The Extreme Court on Monday night agreed to finalize its opinion in Louisiana v. Callais to allow Louisiana to redraw its Congressional district maps in time for the 2026 midterm elections.
The new map could allow Republicans to gain one or two seats in its six districts in the U.S. House of Representatives.
The SCOTUS clerk normally waits 32 days after a decision to allow for the losing party to ask the justices to reconsider their decision before sending a copy of the judgment to lower courts. SCOTUS said the Black voters at the center of the dispute “have not expressed any intent to ask this Court to reconsider its judgment.”

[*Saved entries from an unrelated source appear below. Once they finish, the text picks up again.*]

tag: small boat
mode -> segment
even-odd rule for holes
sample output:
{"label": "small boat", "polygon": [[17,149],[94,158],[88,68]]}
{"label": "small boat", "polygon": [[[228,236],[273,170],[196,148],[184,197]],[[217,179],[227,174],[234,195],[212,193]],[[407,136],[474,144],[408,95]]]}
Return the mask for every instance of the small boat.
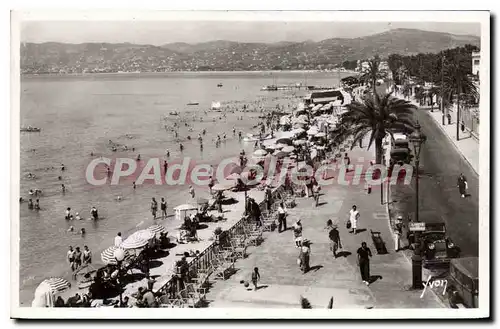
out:
{"label": "small boat", "polygon": [[265,86],[265,87],[262,87],[261,90],[262,91],[277,91],[278,90],[278,86],[276,86],[276,85]]}
{"label": "small boat", "polygon": [[169,114],[170,114],[170,115],[179,115],[179,112],[177,112],[177,111],[172,111],[172,112],[170,112]]}
{"label": "small boat", "polygon": [[32,133],[32,132],[40,132],[40,131],[42,131],[42,129],[37,128],[37,127],[28,126],[28,127],[21,128],[21,131]]}
{"label": "small boat", "polygon": [[212,106],[210,109],[215,112],[221,112],[220,102],[212,102]]}
{"label": "small boat", "polygon": [[191,102],[191,103],[187,103],[187,105],[199,105],[200,103],[197,103],[197,102]]}
{"label": "small boat", "polygon": [[217,87],[219,88],[222,87],[222,83],[217,84]]}

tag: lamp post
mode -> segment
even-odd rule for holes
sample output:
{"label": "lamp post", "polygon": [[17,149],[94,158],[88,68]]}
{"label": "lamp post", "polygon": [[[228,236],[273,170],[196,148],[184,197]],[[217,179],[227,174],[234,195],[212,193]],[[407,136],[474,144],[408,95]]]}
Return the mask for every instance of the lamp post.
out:
{"label": "lamp post", "polygon": [[116,259],[116,265],[118,266],[118,281],[120,281],[120,306],[123,304],[122,300],[122,262],[125,259],[125,250],[121,248],[117,248],[115,252],[113,253],[113,256],[115,256]]}
{"label": "lamp post", "polygon": [[[418,217],[418,170],[420,166],[420,151],[427,137],[420,131],[420,124],[417,122],[415,131],[410,135],[410,142],[413,144],[415,153],[415,218],[414,222],[419,222]],[[413,289],[422,289],[422,256],[420,254],[420,232],[415,231],[415,250],[412,256],[412,283]]]}

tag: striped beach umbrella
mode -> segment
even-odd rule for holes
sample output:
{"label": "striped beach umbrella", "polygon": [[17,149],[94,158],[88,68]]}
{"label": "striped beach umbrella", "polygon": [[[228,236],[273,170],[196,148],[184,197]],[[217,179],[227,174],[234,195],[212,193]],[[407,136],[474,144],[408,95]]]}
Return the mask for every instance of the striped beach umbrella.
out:
{"label": "striped beach umbrella", "polygon": [[127,255],[127,251],[124,248],[111,246],[101,253],[101,260],[106,265],[116,265],[115,251],[117,249],[122,249]]}
{"label": "striped beach umbrella", "polygon": [[149,240],[145,240],[140,238],[137,235],[129,236],[125,241],[122,242],[120,248],[122,249],[137,249],[146,246],[149,243]]}
{"label": "striped beach umbrella", "polygon": [[148,230],[151,231],[154,235],[167,232],[165,226],[158,224],[148,227]]}
{"label": "striped beach umbrella", "polygon": [[[135,237],[137,240],[151,240],[155,237],[155,234],[151,230],[140,230],[131,234],[128,238]],[[127,238],[127,239],[128,239]]]}
{"label": "striped beach umbrella", "polygon": [[71,287],[71,283],[63,278],[49,278],[45,279],[40,283],[37,289],[46,289],[51,293],[62,292]]}

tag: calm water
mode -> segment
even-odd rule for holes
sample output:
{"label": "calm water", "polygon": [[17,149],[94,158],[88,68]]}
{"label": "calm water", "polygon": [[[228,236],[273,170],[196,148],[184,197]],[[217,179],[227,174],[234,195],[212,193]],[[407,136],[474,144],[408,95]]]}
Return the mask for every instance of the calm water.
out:
{"label": "calm water", "polygon": [[[273,78],[274,77],[274,78]],[[308,73],[307,83],[322,86],[337,84],[337,74]],[[273,79],[277,79],[273,81]],[[46,277],[69,277],[66,251],[69,245],[88,245],[93,251],[93,261],[100,261],[100,252],[113,244],[116,232],[126,237],[140,228],[153,224],[149,213],[151,197],[159,200],[164,196],[172,207],[189,201],[186,186],[139,186],[135,191],[129,182],[110,187],[90,188],[84,173],[87,164],[95,156],[115,158],[141,154],[143,159],[163,157],[170,149],[170,160],[181,158],[178,141],[163,124],[188,119],[192,132],[181,126],[179,139],[185,150],[182,156],[215,164],[218,160],[234,157],[242,148],[251,152],[253,144],[240,143],[232,135],[232,127],[243,133],[254,132],[259,113],[220,113],[205,115],[212,101],[241,109],[243,104],[251,108],[274,108],[277,104],[296,103],[304,91],[264,92],[260,88],[272,84],[303,82],[304,73],[172,73],[98,75],[80,77],[25,77],[21,82],[21,126],[42,128],[41,133],[21,133],[21,196],[29,198],[31,188],[43,190],[40,197],[41,211],[29,210],[26,203],[20,211],[20,300],[31,302],[36,286]],[[217,84],[223,87],[218,88]],[[187,106],[189,102],[198,106]],[[181,113],[168,116],[170,111]],[[203,116],[203,122],[193,122],[193,114]],[[169,121],[163,121],[163,117]],[[244,120],[237,120],[237,116]],[[215,118],[215,122],[213,119]],[[205,128],[204,150],[200,152],[196,136]],[[215,148],[212,139],[226,132],[228,140]],[[131,135],[128,138],[126,135]],[[192,141],[186,137],[191,135]],[[108,140],[135,147],[135,152],[112,152]],[[66,170],[60,171],[64,164]],[[26,174],[37,178],[28,180]],[[62,176],[62,180],[58,179]],[[61,184],[67,191],[63,195]],[[197,190],[197,197],[206,194]],[[117,201],[120,196],[122,200]],[[89,217],[91,206],[99,209],[104,220],[73,221],[64,219],[64,212],[71,207]],[[75,231],[84,227],[84,238],[66,232],[73,225]]]}

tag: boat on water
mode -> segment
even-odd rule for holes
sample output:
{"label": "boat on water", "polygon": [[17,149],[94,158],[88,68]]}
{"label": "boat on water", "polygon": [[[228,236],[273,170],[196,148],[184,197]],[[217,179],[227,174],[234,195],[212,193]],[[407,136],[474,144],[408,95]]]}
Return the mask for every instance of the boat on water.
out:
{"label": "boat on water", "polygon": [[222,112],[220,102],[212,102],[210,109],[215,112]]}
{"label": "boat on water", "polygon": [[27,132],[27,133],[40,132],[40,131],[42,131],[41,128],[32,127],[32,126],[21,128],[21,132]]}
{"label": "boat on water", "polygon": [[169,115],[179,115],[179,112],[177,111],[171,111],[170,113],[168,113]]}
{"label": "boat on water", "polygon": [[218,83],[217,87],[219,87],[219,88],[222,87],[222,83]]}
{"label": "boat on water", "polygon": [[264,86],[260,90],[262,90],[262,91],[277,91],[278,86],[277,85]]}
{"label": "boat on water", "polygon": [[190,102],[190,103],[187,103],[187,105],[199,105],[200,103],[198,102]]}

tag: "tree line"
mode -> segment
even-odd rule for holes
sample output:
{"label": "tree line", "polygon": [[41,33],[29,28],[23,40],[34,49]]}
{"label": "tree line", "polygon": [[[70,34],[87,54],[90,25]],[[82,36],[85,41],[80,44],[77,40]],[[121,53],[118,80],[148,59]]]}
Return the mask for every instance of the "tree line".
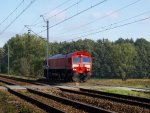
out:
{"label": "tree line", "polygon": [[[35,35],[16,35],[0,48],[0,72],[7,73],[9,45],[10,74],[43,76],[46,40]],[[150,78],[150,42],[119,38],[50,42],[49,55],[84,50],[92,54],[93,76],[97,78]]]}

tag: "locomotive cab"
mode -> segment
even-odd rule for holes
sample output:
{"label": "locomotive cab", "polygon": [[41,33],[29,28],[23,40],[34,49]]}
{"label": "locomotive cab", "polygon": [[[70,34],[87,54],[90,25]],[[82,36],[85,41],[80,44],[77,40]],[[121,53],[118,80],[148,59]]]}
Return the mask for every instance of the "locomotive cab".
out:
{"label": "locomotive cab", "polygon": [[91,76],[92,59],[89,55],[81,53],[72,58],[74,81],[86,81]]}
{"label": "locomotive cab", "polygon": [[73,71],[85,73],[91,71],[91,59],[88,56],[75,56],[72,61]]}

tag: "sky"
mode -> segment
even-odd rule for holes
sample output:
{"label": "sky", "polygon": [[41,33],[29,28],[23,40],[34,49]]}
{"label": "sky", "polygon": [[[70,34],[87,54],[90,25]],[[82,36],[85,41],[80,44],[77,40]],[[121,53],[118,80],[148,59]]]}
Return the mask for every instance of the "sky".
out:
{"label": "sky", "polygon": [[27,33],[25,25],[46,38],[40,15],[49,21],[50,42],[120,37],[150,41],[150,0],[35,0],[26,9],[31,1],[0,1],[0,47],[16,34]]}

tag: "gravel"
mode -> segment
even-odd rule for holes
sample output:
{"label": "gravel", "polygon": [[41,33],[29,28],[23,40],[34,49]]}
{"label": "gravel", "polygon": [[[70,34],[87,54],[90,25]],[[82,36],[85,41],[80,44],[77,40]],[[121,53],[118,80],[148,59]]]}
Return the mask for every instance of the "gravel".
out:
{"label": "gravel", "polygon": [[54,101],[52,99],[47,99],[45,97],[42,97],[42,96],[39,96],[39,95],[36,95],[36,94],[33,94],[33,93],[29,93],[29,92],[22,92],[22,93],[24,93],[27,96],[30,96],[31,98],[39,100],[40,102],[46,103],[46,104],[48,104],[48,105],[50,105],[54,108],[57,108],[61,111],[64,111],[66,113],[86,113],[86,112],[84,112],[82,110],[79,110],[79,109],[76,109],[72,106],[68,106],[68,105],[59,103],[57,101]]}
{"label": "gravel", "polygon": [[118,103],[114,101],[110,101],[107,99],[99,99],[99,98],[93,98],[89,96],[79,95],[79,94],[73,94],[68,92],[63,92],[56,89],[51,90],[42,90],[43,92],[57,95],[60,97],[65,97],[71,100],[91,104],[93,106],[101,107],[103,109],[107,109],[110,111],[115,111],[119,113],[150,113],[150,109],[134,106],[134,105],[127,105],[123,103]]}

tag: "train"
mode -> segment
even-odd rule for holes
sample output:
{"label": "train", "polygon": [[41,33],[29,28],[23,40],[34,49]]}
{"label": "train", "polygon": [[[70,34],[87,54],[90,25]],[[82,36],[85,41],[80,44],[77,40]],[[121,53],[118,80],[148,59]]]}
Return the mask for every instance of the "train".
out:
{"label": "train", "polygon": [[44,60],[44,76],[47,79],[85,82],[92,75],[92,56],[80,50],[57,54]]}

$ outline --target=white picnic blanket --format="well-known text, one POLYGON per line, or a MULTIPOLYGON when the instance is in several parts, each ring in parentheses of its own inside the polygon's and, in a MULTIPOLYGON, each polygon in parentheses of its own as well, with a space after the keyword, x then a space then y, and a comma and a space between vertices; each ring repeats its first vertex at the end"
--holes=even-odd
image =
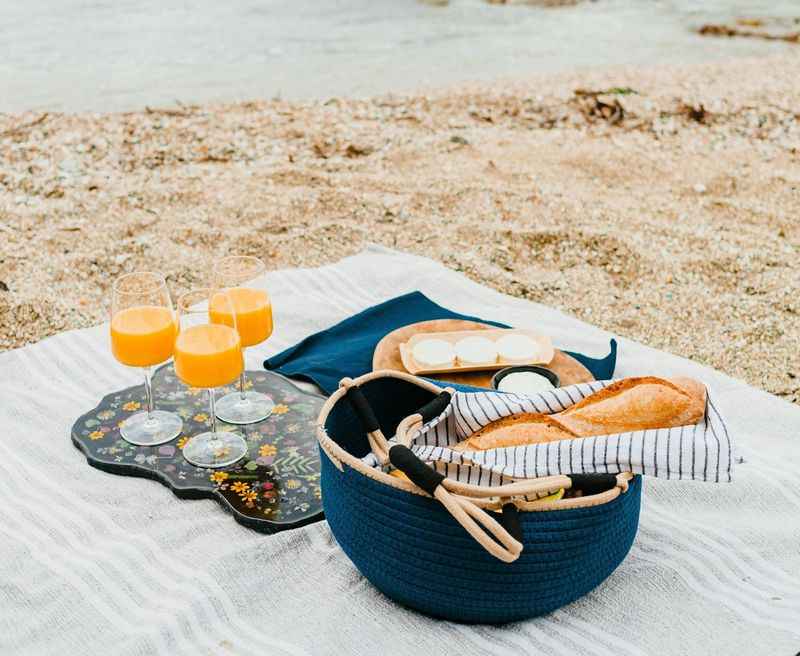
MULTIPOLYGON (((430 260, 372 247, 270 273, 274 338, 420 289, 469 314, 605 355, 609 334, 430 260)), ((703 380, 737 439, 732 484, 648 479, 639 535, 598 589, 502 627, 438 621, 377 592, 327 525, 267 536, 214 501, 89 467, 73 420, 138 383, 106 326, 0 354, 0 654, 795 654, 800 649, 800 408, 621 339, 618 375, 703 380)), ((479 590, 475 591, 480 594, 479 590)))

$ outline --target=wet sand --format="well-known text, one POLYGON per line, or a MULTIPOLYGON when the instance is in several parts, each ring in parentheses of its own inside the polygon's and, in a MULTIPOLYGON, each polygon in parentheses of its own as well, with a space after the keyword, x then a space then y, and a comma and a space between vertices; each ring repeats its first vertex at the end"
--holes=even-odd
POLYGON ((798 70, 2 115, 0 348, 104 320, 126 271, 177 294, 378 242, 800 402, 798 70))

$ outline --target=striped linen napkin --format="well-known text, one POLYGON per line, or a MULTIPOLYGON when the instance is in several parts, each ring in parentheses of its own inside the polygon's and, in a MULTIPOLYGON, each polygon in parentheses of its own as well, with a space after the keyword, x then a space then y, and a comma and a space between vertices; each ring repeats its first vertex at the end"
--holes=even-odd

Justice Kentanji Brown Jackson was the lone dissenter, warning the court had caused chaos in Louisiana.
In her four-page dissent, Jackson suggested that the court itself was taking sides in the battle over redistricting. She wrote that developments in the wake of last week’s ruling in Callais “have a strong political undercurrent.” Louisiana’s effort to redistrict, she said, “unfolds in the midst of an ongoing statewide election, against the backdrop of a pitched redistricting battle among state governments that appear to be acting as proxies for their favored political parties.”
Jackson noted that only twice in the last 25 years has the court fast tracked the issuance of a decision to the lower courts, and suggested staying in their default position would avoid the “appearance of partiality.”
In a five-paragraph concurring opinion, Sam Alito called Jackson’s suggestion “baseless and insulting.”